Ao tratar com rigor jornalístico a busca por respostas não apenas sobre a vida errante, mas também sobre a habilidade incomum do violonista, que agregou ao blues técnicas que até então eram desconhecidas nos confins do delta do Mississippi, em suas 318 páginas a obra ilumina figuras como Ike Zimmerman, músico que não fez fama, mas que foi o grande mestre de Johnson. O leitor também passa a conhecer um outro lado da figura do bluesman, que passou parte da infância com familiares em Memphis, no Tennessee, onde também teve a oportunidade de frequentar a escola (ao contrário da maioria dos seus contemporâneos). São fragmentos que ajudam a fornecer uma noção mais real sobre o fato de Robert Johnson ter sido um músico que realmente impressionou aqueles que o conheceram em vida.
Para os apaixonados pelo blues, Robert Johnson - A Música do Diabo torna-se parte da bibliografia básica disponível em português, ao lado de B.B. King - A Autobiografia; Blues - da Lama à Fama, de Roberto Muggiatti, da HQ Blues, de Robert Crumb, e de alguns poucos títulos que podem estar escapando à memória.
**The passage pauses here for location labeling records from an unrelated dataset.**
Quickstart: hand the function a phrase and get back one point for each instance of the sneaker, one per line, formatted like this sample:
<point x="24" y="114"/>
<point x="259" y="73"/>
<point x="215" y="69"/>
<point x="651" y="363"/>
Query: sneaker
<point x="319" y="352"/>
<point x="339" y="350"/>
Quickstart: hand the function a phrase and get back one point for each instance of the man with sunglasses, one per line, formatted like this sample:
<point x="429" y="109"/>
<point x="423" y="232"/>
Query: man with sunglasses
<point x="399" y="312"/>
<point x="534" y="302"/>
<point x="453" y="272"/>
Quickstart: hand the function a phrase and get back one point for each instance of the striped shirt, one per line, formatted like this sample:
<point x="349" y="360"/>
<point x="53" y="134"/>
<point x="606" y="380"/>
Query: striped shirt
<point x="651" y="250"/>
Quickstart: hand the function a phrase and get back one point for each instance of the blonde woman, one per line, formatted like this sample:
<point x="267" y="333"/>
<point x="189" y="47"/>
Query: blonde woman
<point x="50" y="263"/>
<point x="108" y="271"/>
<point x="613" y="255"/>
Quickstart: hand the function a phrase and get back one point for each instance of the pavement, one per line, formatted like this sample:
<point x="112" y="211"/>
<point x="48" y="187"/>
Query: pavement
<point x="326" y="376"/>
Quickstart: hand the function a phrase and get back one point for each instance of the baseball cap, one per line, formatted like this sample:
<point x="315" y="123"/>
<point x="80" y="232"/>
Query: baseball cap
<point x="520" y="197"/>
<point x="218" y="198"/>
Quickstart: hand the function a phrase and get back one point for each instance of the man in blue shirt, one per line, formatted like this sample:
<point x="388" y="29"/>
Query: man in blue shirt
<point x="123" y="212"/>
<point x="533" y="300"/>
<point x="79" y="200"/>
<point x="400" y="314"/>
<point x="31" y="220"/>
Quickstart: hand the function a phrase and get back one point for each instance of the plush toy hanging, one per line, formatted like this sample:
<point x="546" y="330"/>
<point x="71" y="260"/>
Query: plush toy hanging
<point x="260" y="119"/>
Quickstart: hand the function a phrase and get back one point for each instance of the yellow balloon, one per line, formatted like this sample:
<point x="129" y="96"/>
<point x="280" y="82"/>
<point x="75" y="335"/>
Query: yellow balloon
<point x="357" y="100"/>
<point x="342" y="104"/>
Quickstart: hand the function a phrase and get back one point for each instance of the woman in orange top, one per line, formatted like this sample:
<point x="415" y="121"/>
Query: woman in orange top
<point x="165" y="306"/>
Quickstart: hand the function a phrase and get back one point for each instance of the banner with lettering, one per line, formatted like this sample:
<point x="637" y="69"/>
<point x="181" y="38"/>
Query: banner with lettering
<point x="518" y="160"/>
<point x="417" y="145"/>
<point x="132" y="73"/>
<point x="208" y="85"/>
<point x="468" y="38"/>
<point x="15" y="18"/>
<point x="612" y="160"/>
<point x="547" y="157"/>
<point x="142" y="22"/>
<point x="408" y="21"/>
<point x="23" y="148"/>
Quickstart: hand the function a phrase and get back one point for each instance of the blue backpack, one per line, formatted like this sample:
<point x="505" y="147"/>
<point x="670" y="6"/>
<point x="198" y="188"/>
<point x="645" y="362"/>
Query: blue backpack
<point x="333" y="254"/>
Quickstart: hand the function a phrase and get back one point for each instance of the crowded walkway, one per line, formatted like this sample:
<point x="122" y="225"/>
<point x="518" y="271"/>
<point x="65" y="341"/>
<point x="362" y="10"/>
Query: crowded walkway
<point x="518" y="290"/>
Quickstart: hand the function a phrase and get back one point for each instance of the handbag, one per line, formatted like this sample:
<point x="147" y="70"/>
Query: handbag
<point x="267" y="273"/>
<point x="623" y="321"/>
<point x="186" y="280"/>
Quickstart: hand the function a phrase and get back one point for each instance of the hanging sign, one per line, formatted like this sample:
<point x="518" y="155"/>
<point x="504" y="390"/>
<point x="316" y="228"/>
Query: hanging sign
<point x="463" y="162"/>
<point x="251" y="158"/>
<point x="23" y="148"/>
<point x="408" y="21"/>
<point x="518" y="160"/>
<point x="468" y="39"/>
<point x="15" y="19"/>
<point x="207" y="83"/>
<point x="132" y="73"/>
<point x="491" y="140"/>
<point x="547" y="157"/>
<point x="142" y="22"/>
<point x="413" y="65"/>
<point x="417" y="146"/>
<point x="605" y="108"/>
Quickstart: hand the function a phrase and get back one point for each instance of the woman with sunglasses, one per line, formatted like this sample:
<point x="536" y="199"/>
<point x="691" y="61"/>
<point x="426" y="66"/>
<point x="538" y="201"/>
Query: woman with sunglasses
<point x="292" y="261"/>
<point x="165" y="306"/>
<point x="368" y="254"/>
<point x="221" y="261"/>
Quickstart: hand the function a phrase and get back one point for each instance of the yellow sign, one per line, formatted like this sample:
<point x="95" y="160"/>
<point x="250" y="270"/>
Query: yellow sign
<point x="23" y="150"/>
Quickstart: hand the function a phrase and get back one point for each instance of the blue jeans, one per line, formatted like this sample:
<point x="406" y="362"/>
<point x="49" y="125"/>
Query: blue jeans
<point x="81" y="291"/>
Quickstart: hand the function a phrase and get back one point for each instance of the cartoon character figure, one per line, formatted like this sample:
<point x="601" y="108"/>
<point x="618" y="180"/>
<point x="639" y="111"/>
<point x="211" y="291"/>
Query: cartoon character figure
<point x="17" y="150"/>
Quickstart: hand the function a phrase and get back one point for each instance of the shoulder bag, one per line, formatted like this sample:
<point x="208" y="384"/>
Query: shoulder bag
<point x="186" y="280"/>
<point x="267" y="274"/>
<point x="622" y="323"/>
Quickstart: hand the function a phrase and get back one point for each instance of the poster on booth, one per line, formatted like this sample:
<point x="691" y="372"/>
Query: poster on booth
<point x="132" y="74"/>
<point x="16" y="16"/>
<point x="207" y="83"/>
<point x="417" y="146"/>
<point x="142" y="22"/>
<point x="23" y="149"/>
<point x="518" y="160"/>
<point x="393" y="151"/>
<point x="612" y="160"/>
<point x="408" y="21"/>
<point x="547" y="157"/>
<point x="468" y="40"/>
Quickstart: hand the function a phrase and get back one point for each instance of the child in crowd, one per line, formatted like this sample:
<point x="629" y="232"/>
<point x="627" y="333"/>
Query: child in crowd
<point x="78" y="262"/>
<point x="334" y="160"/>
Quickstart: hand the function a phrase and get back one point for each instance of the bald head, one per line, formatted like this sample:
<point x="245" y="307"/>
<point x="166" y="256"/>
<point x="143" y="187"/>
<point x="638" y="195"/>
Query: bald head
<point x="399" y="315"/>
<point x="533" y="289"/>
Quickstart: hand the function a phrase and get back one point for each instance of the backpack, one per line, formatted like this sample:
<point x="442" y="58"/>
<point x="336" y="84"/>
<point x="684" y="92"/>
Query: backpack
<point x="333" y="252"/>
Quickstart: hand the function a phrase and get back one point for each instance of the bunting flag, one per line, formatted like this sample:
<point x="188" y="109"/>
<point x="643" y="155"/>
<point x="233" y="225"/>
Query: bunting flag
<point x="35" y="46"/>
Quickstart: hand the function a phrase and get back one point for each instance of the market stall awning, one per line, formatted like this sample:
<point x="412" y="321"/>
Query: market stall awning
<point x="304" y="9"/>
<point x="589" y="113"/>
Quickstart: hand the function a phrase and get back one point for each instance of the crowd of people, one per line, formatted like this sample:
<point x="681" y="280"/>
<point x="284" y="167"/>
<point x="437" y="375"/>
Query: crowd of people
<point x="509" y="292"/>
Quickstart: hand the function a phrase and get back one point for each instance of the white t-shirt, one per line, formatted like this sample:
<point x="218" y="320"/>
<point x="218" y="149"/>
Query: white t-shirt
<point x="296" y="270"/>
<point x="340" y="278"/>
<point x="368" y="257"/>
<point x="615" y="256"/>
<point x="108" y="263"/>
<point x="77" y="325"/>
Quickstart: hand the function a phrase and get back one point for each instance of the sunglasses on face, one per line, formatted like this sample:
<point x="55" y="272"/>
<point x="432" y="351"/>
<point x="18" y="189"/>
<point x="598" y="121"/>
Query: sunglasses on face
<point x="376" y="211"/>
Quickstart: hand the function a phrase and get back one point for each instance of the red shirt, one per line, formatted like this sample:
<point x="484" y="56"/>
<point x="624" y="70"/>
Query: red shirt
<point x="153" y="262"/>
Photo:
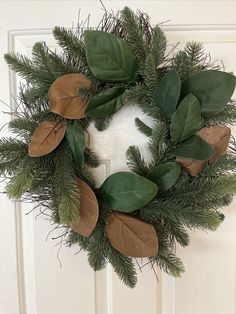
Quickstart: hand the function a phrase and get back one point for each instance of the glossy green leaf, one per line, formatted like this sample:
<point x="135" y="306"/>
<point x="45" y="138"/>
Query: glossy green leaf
<point x="167" y="93"/>
<point x="127" y="192"/>
<point x="105" y="103"/>
<point x="196" y="148"/>
<point x="76" y="140"/>
<point x="109" y="57"/>
<point x="186" y="120"/>
<point x="212" y="88"/>
<point x="165" y="175"/>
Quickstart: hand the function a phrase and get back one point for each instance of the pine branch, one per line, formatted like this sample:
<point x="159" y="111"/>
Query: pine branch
<point x="134" y="35"/>
<point x="22" y="179"/>
<point x="91" y="159"/>
<point x="150" y="75"/>
<point x="97" y="248"/>
<point x="190" y="61"/>
<point x="159" y="46"/>
<point x="123" y="266"/>
<point x="70" y="43"/>
<point x="169" y="262"/>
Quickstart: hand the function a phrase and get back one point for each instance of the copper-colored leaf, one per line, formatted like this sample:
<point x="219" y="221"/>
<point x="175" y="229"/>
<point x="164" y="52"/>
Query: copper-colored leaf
<point x="63" y="96"/>
<point x="218" y="137"/>
<point x="47" y="136"/>
<point x="131" y="236"/>
<point x="88" y="210"/>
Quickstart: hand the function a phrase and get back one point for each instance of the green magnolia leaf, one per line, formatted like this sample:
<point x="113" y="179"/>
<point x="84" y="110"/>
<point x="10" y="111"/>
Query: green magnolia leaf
<point x="165" y="175"/>
<point x="212" y="88"/>
<point x="167" y="93"/>
<point x="127" y="192"/>
<point x="105" y="103"/>
<point x="196" y="148"/>
<point x="76" y="140"/>
<point x="186" y="119"/>
<point x="109" y="57"/>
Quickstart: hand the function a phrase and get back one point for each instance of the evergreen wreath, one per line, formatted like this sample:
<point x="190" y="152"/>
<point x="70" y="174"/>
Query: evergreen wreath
<point x="144" y="212"/>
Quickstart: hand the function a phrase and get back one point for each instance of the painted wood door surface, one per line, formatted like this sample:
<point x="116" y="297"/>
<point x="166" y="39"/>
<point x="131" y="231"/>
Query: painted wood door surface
<point x="36" y="276"/>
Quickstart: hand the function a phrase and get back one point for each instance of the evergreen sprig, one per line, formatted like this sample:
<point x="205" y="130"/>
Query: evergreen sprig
<point x="192" y="202"/>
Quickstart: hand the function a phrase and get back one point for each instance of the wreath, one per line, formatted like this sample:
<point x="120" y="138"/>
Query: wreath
<point x="144" y="212"/>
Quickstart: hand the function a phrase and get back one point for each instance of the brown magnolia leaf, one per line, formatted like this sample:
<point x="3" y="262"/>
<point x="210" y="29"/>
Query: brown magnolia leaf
<point x="47" y="136"/>
<point x="131" y="236"/>
<point x="218" y="137"/>
<point x="88" y="211"/>
<point x="63" y="96"/>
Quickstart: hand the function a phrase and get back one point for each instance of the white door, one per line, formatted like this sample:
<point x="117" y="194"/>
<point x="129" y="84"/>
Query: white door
<point x="31" y="279"/>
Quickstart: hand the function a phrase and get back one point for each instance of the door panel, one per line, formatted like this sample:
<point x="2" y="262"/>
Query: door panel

Ao concluir a leitura, fica a torcida para que o lançamento inspire a editora nascida na terra do MDBF a mergulhar mais fundo e traduzir novas biografias blueseiras para o público brasileiro.
Para quem quiser conhecer mais sobre o lançamento, a Belas Letras disponibiliza em seu site as 30 primeiras páginas do livro. Também no site da editora ou nas livrarias, o preço médio é de R$ 75.